Wednesday, July 20, 2005

More on Scotty

Hank Steuver on the cultural impact of Jimmy Doohan's Scotty:

As Doohan and other cast members navigated that murky area between their own lives and the fictional lives that fans so desperately wanted to connect to, an even stranger thing happened: "Star Trek" improved, got deeper, taught philosophy and diversity. Even the movie versions got briefly better -- the screenplay for "The Wrath of Khan" (1982) has an almost Hemingway tautness.

Doohan showed up for "Khan" more visibly aged and heavier than the rest of the cast, but no less game. He broke our hearts three times in that adventure, on a voyage that really took it out of poor Scotty: He weeps when his cadets die in a torpedo attack from Khan; he begs Spock not to sacrifice himself to save the Enterprise from certain cataclysm; and he gets out the bagpipes for "Amazing Grace" at Spock's burial-at-space ceremony. (Ask your boyfriend what he wants at his funeral: "Amazing Grace" on bagpipes, please. Space-torpedo coffin optional.)

In spite of a generation of derision from those who never quite understood it (or its devoted fans), "Star Trek" took on an aura of class, and Doohan reveled in it. The cultural phenomenon would, in a way, bring him his third wife (who'd waited, groupie-like with a friend, to meet him backstage at a play he was doing in San Francisco), a marriage that lasted 30 years, until his death.

Doohan was Scotty; Scotty was Doohan, and an archetypal employee/colleague/friend was given a name: Scotty is the person in your office who swears that a project cannot possibly get done by deadline, then somehow pulls it out at the last minute. His favorite words: can't, won't, need more, impossible, losing power, can't, won't, overloaded, no way.

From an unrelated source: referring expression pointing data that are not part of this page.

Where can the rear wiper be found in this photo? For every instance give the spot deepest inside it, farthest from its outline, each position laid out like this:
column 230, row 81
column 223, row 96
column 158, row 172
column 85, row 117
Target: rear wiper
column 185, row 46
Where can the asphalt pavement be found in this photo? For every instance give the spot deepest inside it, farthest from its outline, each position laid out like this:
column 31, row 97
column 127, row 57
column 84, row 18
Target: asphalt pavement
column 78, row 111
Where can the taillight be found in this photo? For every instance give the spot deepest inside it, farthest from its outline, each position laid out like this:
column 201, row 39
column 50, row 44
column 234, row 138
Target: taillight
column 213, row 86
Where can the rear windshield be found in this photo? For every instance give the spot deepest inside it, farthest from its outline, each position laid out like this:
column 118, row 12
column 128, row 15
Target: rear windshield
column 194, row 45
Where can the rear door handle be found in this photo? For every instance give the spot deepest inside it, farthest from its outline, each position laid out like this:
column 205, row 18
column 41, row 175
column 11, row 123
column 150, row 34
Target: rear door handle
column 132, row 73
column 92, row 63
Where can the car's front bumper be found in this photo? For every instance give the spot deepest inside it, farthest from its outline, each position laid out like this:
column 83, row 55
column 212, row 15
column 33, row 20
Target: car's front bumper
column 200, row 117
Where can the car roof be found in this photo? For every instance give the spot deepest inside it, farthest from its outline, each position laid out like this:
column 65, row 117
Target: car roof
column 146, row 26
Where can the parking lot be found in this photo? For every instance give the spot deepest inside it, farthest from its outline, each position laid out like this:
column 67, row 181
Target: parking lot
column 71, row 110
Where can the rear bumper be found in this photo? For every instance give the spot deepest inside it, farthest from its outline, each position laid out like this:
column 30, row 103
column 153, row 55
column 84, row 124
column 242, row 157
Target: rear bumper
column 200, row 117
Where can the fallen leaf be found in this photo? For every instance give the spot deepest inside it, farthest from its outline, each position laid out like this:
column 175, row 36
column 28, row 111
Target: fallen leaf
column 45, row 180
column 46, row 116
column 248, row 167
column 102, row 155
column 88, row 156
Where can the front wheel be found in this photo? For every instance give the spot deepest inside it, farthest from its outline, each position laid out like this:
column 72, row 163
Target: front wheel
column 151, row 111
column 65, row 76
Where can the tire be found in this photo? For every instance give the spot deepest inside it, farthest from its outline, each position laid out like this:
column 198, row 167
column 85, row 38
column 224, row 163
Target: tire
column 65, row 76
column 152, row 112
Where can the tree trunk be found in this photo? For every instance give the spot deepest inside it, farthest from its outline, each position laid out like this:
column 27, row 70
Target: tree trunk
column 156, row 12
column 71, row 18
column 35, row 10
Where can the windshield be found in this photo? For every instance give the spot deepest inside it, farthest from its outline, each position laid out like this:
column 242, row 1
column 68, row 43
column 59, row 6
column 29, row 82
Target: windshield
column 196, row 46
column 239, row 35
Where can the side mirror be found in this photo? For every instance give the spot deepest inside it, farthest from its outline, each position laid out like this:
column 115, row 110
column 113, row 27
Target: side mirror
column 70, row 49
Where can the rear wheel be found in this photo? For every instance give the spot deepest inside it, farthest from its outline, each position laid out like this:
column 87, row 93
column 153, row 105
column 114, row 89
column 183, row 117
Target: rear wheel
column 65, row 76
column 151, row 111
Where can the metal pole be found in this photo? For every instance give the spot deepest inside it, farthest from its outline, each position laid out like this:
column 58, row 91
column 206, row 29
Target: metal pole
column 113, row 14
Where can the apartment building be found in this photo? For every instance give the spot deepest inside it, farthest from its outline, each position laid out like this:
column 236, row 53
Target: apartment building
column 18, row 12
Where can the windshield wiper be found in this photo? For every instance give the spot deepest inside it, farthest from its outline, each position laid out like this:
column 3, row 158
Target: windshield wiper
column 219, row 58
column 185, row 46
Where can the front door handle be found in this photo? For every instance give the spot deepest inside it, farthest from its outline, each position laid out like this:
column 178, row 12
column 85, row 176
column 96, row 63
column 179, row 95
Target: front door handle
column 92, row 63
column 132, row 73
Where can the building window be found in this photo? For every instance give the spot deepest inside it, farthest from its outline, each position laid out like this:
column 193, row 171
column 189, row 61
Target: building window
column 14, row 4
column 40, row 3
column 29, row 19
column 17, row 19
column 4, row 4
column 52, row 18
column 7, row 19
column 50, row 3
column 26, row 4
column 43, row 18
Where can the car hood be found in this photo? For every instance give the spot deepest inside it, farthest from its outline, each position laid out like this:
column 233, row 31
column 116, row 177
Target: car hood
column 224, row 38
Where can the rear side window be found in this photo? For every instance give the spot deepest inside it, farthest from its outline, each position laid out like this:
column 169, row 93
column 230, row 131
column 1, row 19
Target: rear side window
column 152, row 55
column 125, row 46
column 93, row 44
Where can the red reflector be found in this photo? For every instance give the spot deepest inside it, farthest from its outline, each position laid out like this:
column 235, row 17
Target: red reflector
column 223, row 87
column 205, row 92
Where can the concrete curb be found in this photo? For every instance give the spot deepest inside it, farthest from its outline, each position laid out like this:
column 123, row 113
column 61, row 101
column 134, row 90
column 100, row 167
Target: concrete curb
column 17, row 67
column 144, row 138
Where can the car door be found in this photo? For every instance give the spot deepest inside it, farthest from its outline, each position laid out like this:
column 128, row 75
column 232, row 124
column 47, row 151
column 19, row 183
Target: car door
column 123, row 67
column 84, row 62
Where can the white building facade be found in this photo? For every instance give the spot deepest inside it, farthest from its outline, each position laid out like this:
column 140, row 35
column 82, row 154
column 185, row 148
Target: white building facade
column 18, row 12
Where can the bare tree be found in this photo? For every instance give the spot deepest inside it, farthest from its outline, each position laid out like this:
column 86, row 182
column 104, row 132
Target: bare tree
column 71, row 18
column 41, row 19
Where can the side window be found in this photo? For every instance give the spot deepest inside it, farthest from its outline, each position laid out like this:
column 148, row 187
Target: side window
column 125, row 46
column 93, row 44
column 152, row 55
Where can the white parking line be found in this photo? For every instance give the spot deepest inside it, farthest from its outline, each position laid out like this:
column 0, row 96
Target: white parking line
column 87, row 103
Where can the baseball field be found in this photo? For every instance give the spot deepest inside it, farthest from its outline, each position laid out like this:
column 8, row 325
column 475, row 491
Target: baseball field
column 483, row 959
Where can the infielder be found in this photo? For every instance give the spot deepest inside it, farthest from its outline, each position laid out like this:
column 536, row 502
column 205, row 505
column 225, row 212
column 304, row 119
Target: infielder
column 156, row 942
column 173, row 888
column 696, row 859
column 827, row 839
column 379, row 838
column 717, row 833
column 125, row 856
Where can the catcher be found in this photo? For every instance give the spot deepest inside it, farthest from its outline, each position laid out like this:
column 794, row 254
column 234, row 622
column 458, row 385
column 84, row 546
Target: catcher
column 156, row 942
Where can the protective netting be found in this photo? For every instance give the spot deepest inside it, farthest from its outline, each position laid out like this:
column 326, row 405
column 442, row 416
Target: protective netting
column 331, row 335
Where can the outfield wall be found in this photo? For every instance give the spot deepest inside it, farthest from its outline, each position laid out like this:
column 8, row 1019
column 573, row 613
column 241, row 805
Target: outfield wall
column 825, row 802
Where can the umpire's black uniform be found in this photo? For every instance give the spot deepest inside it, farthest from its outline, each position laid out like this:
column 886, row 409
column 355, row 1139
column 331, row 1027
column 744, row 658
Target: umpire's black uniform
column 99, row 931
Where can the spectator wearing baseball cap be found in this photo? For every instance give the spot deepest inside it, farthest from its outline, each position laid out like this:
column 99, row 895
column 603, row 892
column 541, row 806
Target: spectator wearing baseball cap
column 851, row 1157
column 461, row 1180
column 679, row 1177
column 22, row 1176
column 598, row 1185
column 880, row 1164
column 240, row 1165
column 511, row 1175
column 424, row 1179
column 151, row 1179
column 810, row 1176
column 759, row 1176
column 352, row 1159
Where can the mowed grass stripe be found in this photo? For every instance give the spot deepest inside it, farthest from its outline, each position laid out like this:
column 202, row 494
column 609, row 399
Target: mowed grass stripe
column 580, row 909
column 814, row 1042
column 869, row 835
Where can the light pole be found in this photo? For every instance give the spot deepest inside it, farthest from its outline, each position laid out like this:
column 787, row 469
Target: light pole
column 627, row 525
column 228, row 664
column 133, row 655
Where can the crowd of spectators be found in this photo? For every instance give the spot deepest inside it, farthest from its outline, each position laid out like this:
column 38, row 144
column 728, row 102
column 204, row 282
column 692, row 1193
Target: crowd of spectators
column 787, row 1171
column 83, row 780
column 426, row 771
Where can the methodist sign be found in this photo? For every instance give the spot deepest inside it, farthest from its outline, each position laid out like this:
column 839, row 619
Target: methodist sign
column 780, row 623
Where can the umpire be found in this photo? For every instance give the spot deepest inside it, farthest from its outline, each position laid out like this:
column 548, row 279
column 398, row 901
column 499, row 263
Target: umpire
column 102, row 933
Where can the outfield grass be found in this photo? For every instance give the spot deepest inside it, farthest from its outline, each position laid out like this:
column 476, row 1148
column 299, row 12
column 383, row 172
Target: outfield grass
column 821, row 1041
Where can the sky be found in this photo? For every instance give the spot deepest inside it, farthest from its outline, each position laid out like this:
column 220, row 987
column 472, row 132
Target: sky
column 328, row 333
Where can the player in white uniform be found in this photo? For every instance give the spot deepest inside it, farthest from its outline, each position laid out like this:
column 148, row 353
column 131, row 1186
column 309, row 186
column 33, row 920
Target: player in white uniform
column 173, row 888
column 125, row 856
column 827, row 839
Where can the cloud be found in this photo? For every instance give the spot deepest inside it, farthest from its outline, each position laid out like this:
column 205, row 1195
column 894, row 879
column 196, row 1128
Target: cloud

You have to let the Scottys blow off steam, and you have to remember what they always say in the end: Aye, aye, sir.


For those of you who plan to outlive me, at my funeral I want "Don't Fear the Reaper" and "One Particular Harbour" played. During the former, the assembled mourners will be given cowbells and asked to play along. And in the event that people aren't sad enough, She Who Must Be Obeyed has instructions to play "Don't Stop Me Now."